A new documentary called Last Day At Lambeau, which chronicles the Brett Favre “retirement” saga of 2008, is set to be released in Madison next week and is sure to re-trigger some dormant emotions among Packers fans about the Ol’ Gunslinger himself. I haven’t see the film yet, but as I watched the above clip on the film’s website my first reaction was to laugh. Seeing footage of Cheeseheads rallying behind the bearded Mississippian, crying “Bring Brett Back!” as they picketed Lambeau Field, made me realize how silly that whole melodrama was at the time and how foolish it is in retrospect.

Tony Mars, the cofounder of SaveBrett.net, talks in the clip about a petition effort he spearheaded in an attempt to convince Packers brass to keep Favre. “Despite how much press coverage the effort got,” he says, “never at any point did the Packers organization acknowledge us in a formal way. And you would think that an organization would want to hear from its fans. That was one of the most disappointing things to me as a Packers fan.”

Let me say this: never at any point in my life do I want a professional sports organization – let alone the Packers, a team I adore and own fake stock in – to consult me about business decisions. I have enough self-awareness to know that I know nothing about how to run a successful football team, so to think that these Packers fans expected to be consulted by the team before making a decision about what to do with Favre is preposterous to me.

Listen, I get it. I loved Favre too. There’s proof of that on the Internet. I still stand by those words because they represented how I felt at the time. But you know that Super Bowl the Packers won in 2010, and the 15-1 team and league MVP they had in 2011? If the rabid Cheeseheads of ’08 got their way, say goodbye to all that. Ted Thompson, Mike McCarthy, and Mike Murphy were smart enough then, in the midst of a tumultuous offseason, to make a very tough but very smart decision.

I don’t buy the argument that Thompson & Co. should have let Favre come back after retiring just because of what Favre had done for the organization. Indeed, he did a great many things that I got to witness first-hand, but he retired.

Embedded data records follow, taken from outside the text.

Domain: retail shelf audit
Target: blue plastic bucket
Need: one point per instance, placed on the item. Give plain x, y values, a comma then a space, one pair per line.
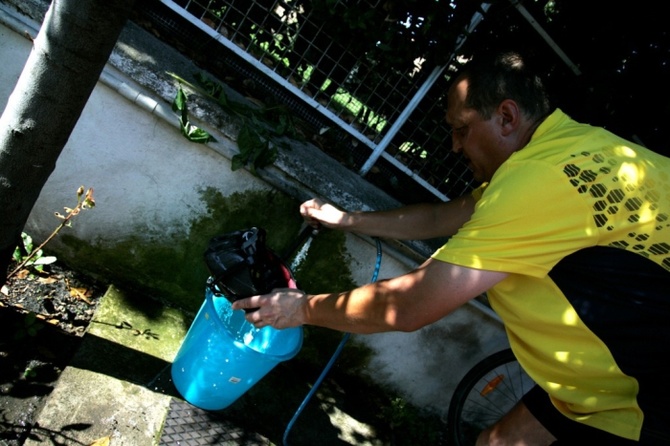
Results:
223, 355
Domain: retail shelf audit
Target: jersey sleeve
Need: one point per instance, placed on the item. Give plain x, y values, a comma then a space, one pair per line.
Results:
527, 219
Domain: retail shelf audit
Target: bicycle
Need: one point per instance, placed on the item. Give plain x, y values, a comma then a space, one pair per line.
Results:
487, 392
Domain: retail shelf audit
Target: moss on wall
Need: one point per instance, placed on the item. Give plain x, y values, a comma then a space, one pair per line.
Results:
171, 267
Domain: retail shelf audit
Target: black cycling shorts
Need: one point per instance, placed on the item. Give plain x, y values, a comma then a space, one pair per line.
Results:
567, 431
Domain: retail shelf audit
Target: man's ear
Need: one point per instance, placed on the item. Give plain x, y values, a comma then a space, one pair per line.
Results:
510, 115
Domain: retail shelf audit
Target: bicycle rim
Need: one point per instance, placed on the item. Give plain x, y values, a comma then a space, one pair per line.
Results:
486, 393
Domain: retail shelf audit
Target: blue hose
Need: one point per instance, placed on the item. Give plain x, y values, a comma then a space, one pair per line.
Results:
333, 358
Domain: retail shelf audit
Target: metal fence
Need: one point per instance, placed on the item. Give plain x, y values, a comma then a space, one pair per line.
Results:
391, 117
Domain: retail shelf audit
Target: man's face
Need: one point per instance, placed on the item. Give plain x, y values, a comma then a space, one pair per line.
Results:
478, 140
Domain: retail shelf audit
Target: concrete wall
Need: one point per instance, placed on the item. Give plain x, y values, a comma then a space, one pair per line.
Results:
159, 198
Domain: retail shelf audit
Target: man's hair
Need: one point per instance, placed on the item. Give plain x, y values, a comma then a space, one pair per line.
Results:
493, 78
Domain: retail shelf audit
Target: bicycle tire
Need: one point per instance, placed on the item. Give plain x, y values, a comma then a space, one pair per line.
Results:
487, 392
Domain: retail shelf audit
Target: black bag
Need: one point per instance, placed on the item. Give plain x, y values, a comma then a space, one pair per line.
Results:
241, 265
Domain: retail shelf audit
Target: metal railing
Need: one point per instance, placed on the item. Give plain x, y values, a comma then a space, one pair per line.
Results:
393, 117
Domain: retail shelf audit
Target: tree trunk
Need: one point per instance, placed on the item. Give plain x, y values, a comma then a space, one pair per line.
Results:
68, 55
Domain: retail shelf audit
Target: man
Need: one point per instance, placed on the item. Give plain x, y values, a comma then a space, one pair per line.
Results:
570, 236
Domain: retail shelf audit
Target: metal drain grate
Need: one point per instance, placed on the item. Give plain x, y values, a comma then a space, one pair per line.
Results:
187, 425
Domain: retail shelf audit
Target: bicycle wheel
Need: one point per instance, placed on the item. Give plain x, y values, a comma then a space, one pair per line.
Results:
486, 393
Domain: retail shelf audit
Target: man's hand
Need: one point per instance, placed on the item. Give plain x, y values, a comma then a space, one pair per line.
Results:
316, 213
282, 308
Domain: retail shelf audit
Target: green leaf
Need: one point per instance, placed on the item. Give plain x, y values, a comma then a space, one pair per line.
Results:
198, 135
238, 162
46, 260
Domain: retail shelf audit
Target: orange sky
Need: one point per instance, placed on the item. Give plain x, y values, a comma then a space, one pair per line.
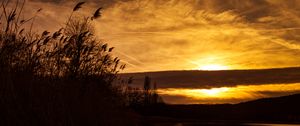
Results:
156, 35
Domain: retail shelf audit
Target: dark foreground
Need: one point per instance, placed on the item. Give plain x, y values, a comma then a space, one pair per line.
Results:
270, 111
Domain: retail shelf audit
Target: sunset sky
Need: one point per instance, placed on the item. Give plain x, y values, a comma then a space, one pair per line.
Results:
173, 35
159, 35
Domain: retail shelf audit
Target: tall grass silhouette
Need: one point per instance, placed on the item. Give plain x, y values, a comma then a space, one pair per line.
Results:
59, 78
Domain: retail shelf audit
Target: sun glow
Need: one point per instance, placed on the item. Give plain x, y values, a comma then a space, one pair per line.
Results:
214, 67
232, 94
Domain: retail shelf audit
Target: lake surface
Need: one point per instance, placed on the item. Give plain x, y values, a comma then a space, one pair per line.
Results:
221, 95
223, 124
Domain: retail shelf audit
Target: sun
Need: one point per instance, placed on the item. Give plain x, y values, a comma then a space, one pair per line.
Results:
213, 92
212, 67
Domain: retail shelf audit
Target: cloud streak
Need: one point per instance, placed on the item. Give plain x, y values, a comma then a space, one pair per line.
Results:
155, 35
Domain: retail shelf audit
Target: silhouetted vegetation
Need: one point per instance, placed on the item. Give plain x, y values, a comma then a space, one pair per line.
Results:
59, 78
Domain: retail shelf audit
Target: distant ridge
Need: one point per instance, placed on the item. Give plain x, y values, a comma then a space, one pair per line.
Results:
283, 109
207, 79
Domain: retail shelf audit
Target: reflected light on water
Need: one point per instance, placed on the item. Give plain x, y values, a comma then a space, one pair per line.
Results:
232, 94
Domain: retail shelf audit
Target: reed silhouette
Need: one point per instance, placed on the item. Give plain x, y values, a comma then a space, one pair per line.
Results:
59, 78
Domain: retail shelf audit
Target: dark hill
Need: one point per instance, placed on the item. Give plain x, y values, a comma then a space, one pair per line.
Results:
281, 109
206, 79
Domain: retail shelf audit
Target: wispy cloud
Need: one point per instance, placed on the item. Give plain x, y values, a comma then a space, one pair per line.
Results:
154, 35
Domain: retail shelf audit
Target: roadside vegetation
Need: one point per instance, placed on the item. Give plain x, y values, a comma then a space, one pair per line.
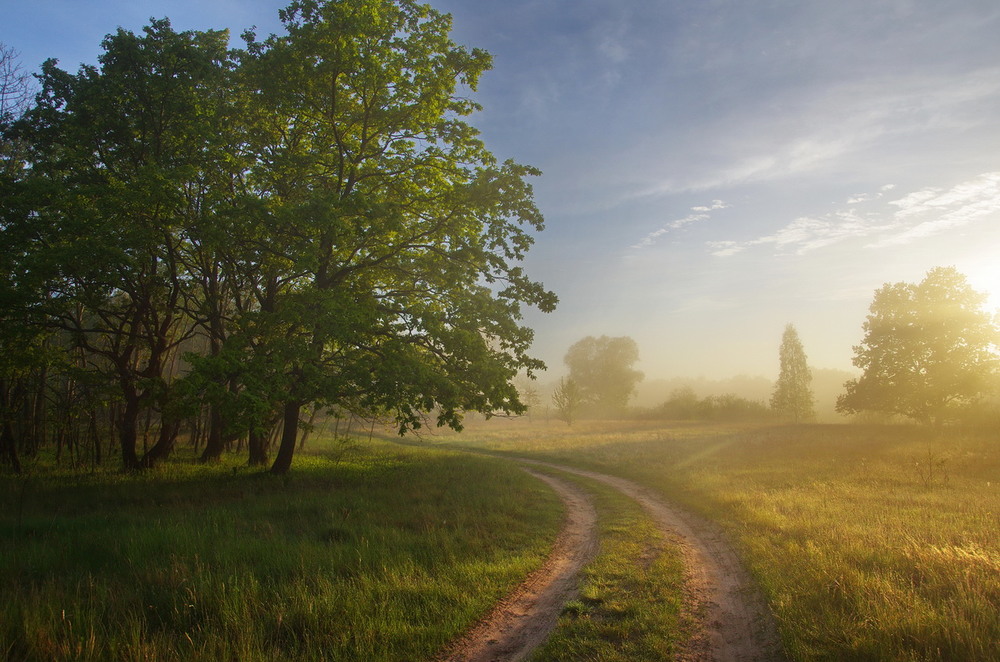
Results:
870, 542
377, 553
629, 607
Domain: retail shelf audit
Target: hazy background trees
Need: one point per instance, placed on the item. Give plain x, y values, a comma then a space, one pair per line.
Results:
792, 397
602, 368
928, 353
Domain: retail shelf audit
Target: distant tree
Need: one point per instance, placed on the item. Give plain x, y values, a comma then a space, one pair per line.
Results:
602, 369
567, 398
929, 349
793, 397
682, 404
528, 392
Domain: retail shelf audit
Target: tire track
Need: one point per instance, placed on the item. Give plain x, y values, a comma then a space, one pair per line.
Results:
524, 619
731, 621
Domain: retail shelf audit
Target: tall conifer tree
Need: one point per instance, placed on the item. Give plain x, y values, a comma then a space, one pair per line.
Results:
793, 397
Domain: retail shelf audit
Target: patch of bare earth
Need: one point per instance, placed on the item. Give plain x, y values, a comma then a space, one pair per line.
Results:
724, 612
523, 620
729, 619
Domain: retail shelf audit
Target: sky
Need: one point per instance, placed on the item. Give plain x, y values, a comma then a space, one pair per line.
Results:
712, 169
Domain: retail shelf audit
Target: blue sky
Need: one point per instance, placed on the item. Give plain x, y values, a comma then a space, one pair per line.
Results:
713, 170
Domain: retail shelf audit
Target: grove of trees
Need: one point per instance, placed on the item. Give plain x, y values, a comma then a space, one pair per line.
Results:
929, 351
602, 369
220, 239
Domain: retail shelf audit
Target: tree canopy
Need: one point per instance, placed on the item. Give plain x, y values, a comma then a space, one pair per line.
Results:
929, 349
307, 220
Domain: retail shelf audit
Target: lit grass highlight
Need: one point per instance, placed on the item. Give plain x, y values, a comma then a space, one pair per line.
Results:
870, 542
387, 554
628, 609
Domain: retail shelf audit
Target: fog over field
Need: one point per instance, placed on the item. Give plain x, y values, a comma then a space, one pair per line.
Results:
712, 171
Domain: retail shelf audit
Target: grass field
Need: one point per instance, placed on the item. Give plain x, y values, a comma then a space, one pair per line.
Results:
629, 609
386, 553
871, 543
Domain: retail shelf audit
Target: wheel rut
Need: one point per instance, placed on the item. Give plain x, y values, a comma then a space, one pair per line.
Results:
523, 620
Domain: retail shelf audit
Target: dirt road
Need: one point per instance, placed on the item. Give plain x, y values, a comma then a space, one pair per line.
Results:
732, 622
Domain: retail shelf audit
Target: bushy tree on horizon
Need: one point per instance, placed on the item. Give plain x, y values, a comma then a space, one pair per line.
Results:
567, 399
792, 397
310, 220
929, 350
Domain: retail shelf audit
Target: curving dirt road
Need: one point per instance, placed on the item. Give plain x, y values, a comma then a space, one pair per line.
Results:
523, 620
730, 620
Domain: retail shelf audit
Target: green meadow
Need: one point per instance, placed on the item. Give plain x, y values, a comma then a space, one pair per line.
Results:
870, 542
382, 553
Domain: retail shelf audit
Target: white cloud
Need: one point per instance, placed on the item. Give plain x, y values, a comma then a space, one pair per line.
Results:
701, 213
823, 129
917, 215
933, 211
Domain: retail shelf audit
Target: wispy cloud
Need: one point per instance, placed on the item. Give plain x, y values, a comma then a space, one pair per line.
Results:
825, 130
932, 211
914, 216
700, 214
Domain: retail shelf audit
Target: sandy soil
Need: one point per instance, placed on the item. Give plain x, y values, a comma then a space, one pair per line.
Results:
728, 617
523, 620
732, 623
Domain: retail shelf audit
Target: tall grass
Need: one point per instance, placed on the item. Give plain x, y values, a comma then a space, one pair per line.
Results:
871, 543
629, 608
385, 554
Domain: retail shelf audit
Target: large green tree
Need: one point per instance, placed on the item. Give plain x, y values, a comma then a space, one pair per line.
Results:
929, 349
602, 368
792, 396
311, 219
122, 155
395, 234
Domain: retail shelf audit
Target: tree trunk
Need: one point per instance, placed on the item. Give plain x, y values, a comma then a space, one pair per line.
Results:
8, 447
164, 444
289, 433
128, 431
215, 441
257, 443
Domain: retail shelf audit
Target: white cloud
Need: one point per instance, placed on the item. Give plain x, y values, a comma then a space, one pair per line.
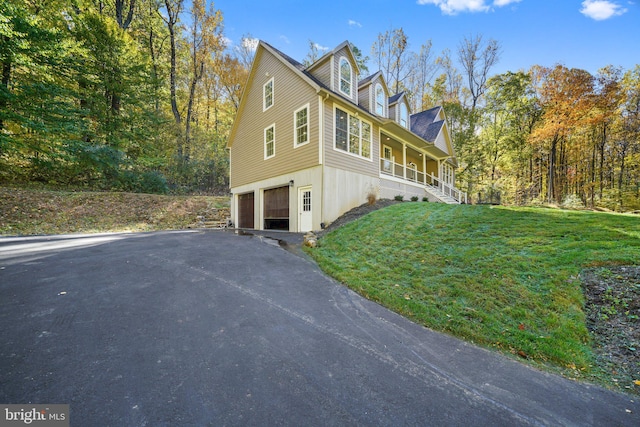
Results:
453, 7
500, 3
250, 43
601, 9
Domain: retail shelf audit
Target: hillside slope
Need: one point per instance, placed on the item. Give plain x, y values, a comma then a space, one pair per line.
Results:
505, 278
30, 212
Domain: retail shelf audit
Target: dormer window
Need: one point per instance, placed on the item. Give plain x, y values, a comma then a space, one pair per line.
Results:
380, 100
404, 115
345, 77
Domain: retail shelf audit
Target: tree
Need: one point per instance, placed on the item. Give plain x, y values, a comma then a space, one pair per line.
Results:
566, 96
206, 44
391, 54
423, 68
477, 58
509, 116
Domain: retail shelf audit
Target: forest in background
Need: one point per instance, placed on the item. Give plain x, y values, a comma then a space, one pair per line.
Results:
140, 95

He made that decision, not Ted Thompson. The organization decided to move on and invest in its future with Aaron Rodgers, which I’m sure many of the fans who picketed Lambeau and booed Rodgers at training camp are pretty OK with now.

As I haven’t seen the full film yet, I won’t make any grand judgments about it. As a lover of all things Packers, I’m excited to see an in-depth look at the organization’s defining moment. But if it’s ninety minutes of pointless pontificating and Packers fans bellyaching in news clips about trading away The Legend, then count me out.

Enough ranting about Brett. Time to watch some Aaron Rodgers highlights.